The combined effects of the cutback and new map has been the creation of some of the hottest election contests political observers can remember. Incumbents are pitted against incumbents in 15 races.
However, both parties agreed that even on the eve of the election, the electorate was so volatile almost anything could happen.
One last-minute snag that could hurt the Republicans is a story Monday in the nationally distributed newspaper USA Today, quoting an unnamed 'administration official' as saying the White House is preparing a list of possible Social Security cuts in case the presidential commission on Social Security reform recommends tax increases rather than cuts.
Although the administration strongly denied the story, Democratic candidates all over the country were informed of it to use in last-minute campaigning.
The economy and Social Security emerged as the major issues of the campaign, with Social Security easily the most emotional and volatile.
Few House leaders or committee chairmen are in serious jeopardy Tuesday, although GOP leader Bob Michel of Illinois faced unexpectedly strong opposition from attorney Douglas Stephens in his recession-wracked Peoria district. And considerable attention is being paid to the race between two incumbents in Massachusetts, Republican Margaret Heckler and Democrat Barney Frank, whose districts were combined by redistricting. Frank appears to be leading.
The survey of political experts in Washington and UPI reporters in the states indicates that of the 435 House districts, 206 are safe for Democrats and 129 are safe for Republicans. Of the remaining 100 races, 30 are considered leaning GOP, 26 leaning Democratic, and 44 are too close to call. That means that if the 'leaning' seats go as expected, Democrats start out with 231 seats, more than the 218 needed to control the House. If half the 'tossup' races go Democratic, the party would have 254 seats -- 13 more than it does today.

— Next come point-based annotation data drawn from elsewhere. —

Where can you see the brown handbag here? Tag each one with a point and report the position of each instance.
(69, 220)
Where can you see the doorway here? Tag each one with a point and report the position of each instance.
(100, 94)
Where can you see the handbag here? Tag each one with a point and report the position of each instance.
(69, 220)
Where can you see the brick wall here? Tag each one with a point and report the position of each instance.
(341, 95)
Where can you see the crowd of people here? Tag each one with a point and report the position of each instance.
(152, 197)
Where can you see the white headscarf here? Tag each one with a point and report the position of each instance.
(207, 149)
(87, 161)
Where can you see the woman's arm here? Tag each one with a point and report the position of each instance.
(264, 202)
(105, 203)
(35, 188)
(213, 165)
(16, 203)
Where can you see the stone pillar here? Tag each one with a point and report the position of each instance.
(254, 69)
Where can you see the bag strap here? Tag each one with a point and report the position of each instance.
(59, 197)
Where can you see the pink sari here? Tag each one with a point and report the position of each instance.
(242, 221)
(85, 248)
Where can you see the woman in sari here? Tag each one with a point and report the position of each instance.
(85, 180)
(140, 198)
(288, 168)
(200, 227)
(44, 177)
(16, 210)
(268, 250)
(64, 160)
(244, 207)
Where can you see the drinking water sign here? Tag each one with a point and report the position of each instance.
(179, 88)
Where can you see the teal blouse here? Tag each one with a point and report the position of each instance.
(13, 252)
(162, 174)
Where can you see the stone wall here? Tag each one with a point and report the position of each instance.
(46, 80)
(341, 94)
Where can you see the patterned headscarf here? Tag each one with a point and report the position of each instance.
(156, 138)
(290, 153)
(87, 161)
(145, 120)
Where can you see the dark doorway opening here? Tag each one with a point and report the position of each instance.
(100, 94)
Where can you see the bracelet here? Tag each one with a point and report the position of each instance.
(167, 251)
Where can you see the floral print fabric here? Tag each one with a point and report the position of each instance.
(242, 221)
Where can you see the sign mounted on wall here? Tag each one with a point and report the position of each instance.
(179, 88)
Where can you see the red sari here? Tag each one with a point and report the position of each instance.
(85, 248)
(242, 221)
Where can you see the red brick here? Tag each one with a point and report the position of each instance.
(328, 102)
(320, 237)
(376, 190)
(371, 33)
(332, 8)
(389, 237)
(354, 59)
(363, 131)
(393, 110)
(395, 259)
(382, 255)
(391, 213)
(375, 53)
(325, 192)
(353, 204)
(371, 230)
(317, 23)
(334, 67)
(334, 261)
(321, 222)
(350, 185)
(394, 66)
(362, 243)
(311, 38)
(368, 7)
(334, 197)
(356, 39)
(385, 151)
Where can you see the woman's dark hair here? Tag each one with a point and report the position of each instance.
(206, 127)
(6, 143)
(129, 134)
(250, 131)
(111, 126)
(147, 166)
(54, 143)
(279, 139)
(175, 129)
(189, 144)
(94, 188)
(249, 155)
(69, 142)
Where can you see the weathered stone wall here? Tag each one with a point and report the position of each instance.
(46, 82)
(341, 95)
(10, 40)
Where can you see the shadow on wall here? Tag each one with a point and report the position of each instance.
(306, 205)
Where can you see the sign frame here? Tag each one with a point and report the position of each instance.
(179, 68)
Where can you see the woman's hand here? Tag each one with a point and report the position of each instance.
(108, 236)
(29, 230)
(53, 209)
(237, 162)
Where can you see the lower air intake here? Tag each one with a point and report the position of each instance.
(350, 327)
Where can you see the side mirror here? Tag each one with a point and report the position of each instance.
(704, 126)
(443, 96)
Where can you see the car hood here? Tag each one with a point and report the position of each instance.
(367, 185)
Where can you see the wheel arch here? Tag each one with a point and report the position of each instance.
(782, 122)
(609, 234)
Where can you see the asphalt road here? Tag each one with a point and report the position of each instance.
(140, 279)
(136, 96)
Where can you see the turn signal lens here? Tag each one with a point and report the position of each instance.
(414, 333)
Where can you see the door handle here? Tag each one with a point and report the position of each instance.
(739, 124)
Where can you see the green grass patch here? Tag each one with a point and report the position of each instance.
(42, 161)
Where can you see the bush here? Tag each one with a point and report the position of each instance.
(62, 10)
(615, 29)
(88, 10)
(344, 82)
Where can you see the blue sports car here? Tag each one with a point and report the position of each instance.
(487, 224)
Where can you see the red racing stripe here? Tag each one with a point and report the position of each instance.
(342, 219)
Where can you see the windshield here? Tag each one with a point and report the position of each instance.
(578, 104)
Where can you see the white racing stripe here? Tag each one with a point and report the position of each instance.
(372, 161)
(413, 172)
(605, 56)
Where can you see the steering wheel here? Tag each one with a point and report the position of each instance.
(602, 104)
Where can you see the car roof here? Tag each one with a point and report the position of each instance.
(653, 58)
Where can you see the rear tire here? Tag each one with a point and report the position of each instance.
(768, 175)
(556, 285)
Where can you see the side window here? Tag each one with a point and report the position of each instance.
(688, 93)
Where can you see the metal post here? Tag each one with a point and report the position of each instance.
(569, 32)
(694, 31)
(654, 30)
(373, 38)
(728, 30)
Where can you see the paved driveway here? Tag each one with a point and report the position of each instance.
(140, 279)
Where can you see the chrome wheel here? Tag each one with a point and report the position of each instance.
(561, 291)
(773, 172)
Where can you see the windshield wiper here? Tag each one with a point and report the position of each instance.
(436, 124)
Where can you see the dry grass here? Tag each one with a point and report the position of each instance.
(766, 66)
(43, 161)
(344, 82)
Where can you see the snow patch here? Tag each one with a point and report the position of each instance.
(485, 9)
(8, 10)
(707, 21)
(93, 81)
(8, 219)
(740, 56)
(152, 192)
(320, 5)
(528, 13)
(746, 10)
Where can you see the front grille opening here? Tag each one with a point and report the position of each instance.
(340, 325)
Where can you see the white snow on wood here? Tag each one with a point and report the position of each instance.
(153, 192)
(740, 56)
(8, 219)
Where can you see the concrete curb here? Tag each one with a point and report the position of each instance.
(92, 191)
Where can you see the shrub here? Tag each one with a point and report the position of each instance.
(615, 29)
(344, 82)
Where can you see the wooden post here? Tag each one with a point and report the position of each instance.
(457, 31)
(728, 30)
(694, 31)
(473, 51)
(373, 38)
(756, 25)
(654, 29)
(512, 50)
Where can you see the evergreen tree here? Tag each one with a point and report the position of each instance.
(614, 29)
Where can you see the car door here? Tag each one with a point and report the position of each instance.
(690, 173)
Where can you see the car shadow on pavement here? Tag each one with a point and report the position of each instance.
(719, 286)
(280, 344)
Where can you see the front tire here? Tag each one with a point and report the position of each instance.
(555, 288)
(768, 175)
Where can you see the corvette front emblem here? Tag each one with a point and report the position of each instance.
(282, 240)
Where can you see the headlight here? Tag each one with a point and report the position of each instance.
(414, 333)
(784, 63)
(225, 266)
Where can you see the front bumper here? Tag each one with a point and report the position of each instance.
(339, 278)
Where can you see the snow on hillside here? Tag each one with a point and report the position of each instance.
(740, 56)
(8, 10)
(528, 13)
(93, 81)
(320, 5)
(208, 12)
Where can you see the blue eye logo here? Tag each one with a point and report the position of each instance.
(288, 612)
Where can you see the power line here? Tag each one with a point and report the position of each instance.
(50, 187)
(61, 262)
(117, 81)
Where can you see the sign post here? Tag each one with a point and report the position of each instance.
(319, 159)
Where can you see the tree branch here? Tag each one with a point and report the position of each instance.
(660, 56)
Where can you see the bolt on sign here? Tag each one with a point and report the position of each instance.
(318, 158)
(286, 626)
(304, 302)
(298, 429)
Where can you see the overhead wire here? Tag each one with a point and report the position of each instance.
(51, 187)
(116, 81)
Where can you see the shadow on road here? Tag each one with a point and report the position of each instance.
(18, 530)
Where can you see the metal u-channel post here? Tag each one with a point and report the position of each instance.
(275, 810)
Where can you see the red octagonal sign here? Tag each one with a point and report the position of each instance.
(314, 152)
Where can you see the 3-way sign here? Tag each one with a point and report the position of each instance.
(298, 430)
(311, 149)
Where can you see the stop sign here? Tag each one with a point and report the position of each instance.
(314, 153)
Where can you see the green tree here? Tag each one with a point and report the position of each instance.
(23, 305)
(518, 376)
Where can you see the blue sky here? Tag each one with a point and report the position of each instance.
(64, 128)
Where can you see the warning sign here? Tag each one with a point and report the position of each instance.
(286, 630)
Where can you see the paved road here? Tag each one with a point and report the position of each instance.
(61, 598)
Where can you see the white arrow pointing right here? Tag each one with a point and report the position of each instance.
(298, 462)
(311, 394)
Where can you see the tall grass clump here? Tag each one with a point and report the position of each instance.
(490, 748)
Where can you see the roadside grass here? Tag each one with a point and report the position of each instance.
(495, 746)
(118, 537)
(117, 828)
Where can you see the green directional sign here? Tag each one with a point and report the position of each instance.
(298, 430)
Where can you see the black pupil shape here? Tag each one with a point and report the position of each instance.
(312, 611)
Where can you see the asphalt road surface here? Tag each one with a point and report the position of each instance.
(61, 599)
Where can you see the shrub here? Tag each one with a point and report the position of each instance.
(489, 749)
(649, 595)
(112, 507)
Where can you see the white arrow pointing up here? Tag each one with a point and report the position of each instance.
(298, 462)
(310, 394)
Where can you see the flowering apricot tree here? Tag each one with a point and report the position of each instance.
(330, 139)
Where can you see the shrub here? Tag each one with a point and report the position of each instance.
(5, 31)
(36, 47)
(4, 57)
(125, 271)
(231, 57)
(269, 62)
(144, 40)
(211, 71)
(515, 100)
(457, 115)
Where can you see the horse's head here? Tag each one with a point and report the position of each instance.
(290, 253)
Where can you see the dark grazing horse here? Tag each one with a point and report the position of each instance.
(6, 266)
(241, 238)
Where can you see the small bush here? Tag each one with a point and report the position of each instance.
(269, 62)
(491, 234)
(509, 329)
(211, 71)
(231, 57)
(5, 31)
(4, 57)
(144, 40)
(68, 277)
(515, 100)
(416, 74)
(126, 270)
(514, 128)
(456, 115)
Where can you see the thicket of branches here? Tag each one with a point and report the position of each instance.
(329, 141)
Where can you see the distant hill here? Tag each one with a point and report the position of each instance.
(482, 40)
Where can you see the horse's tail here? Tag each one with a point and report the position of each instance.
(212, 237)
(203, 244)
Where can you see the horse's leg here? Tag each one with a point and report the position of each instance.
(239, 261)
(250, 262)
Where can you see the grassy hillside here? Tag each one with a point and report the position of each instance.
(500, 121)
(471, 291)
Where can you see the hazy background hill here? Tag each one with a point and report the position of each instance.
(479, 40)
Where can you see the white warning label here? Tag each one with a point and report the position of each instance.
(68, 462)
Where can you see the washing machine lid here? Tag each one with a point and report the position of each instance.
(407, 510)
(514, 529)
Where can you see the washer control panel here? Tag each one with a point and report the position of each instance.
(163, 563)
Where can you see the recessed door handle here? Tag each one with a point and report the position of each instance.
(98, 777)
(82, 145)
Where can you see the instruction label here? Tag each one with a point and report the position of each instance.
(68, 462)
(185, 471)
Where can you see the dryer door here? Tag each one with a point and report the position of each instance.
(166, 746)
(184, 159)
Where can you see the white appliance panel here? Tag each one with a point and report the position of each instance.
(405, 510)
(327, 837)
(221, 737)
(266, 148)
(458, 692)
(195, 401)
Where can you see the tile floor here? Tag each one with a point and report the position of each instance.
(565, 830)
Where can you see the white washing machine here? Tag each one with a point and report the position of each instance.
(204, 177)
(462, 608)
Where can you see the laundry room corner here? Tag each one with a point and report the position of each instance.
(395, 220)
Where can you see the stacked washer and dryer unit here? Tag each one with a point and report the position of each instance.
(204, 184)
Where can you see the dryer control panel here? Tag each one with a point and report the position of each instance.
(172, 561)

There are indications that more of the tossup races would break Democratic, leading to a Democratic pickup of up to 20 new seats.
But there is still a question whether Reagan will be able to muster the coalition of Republicans and conservative Democrats -- 'Boll Weevils' -- who allowed him to win two major budget fights and the tax cut bill.
Reagan has been able to count on 29 to 44 conservative Democrats in the first two years. All of these conservatives who are seeking re-election are in seats generally considered safe. Therefore, Reagan can count on roughly the same Democratic support.
But because of reapportionment, 17 seats moved into the traditionally conservative Sun Belt, so any Democrat elected from this area may be inclined to join the 'Boll Weevil' faction and Reagan's hand actually would be strengthened.